Gone are the days where outsourcing equates to hiring commodity staff externally. As the world sped up its digital transformations, IT firms are more keen on harnessing partnerships that are based on value-generating strategies, structures and incentives, an International Data Center study reveals.
Having been in a pandemic for over two years, digital transformation dictates any organization’s success. It is deemed fundamental to business survival as well.
Companies are expected to spend $6.3 trillion on direct digital transformation investments between 2022 and 2024, according to research firm IDC’s most recent predictions.
This said, IT organizations relationships with service providers have grown more important. “IT outsourcing is no longer just a lever for faster, cheaper technology services, but a key partner in driving business growth, improved customer experiences, and competitive advantage.” an article on CIO.com tackling IDC’s study read.
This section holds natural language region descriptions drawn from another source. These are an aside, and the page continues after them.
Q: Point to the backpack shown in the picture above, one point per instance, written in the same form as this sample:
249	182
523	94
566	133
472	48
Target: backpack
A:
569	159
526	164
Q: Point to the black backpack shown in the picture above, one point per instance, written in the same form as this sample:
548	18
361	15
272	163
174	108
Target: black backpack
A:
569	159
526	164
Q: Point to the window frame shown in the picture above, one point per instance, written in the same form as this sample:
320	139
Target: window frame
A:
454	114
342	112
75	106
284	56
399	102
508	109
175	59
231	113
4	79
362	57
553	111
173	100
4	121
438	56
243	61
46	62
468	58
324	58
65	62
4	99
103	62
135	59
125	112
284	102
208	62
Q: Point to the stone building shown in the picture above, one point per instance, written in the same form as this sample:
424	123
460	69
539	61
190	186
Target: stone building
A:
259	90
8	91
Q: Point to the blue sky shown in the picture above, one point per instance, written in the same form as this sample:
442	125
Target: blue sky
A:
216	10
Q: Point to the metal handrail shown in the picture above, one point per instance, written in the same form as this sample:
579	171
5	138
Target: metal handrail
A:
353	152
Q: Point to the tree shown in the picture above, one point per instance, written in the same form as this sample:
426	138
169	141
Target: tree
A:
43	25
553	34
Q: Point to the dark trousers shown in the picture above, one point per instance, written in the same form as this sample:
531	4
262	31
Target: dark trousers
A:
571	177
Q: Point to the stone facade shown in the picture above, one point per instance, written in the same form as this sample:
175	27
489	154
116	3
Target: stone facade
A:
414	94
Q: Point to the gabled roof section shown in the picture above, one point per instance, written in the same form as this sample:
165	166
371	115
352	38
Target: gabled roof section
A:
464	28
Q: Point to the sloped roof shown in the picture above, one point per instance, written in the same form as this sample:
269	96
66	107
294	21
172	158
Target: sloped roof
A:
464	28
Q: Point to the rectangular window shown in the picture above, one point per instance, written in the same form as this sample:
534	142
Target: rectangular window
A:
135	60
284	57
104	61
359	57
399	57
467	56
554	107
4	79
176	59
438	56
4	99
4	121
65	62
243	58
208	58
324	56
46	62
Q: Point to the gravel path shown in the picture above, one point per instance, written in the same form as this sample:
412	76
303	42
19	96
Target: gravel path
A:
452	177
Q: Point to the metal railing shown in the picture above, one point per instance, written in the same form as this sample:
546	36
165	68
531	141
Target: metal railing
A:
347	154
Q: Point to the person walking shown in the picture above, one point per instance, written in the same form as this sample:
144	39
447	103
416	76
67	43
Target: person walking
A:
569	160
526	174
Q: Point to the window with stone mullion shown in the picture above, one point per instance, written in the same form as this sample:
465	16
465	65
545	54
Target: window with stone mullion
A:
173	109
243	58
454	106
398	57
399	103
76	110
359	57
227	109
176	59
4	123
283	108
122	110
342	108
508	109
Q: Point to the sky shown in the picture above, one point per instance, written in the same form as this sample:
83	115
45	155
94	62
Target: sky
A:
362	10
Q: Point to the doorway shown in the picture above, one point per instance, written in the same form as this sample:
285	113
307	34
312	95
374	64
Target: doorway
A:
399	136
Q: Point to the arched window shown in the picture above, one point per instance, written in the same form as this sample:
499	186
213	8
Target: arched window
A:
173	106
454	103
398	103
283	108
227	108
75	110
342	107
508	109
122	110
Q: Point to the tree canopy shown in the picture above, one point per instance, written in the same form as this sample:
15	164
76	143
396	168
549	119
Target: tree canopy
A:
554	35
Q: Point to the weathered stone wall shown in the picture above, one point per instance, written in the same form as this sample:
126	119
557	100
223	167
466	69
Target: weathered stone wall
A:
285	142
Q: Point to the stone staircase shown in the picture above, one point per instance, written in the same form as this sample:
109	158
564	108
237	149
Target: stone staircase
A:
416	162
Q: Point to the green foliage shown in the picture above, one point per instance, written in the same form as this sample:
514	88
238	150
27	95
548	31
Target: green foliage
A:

And while almost all firms are racing to transform digitally, the looming talent shortage persists. Cultivating meaningful partnerships during this time when enterprises are struggling to find and keep digital talent, third parties are becoming that much more essential in providing the kinds of skills today’s enterprise IT needs.
“The IT outsourcing narrative for the last decade has been closely tied to digital transformation, but digital transformation is now horizon one. It is no longer some sci-fi that will happen in three to four years, but is simply essential for survival,” says Saurabh Gupta, president of research and advisory services at HFS Research. “The emerging phase of IT services will need to balance people, process, technology, data, and change management to really deliver on the enterprise innovation agenda.”
Here are some new practices that harness partnership-based outsourcing:
Gainsharing – An arrangement where the service provider is open to investing unique solutions for client-specific needs and is compensated through gainshare rather than unit-based pricing.
Talent-management and accompanying costs – In this setup, outsourcers’ operational metrics, key performance indicators and governance agendas focus on total talent indicators covering business as usual/steady-state resources, flex/project resources and recruitment/retention.
Cybersecurity paradox – Focusing and investing more on cybersecurity is a growing trend given the increased instances of cyberattacks.
Advanced automation – With the given scarcity of talent, progressive enterprises deploy advanced automation to complement human talent.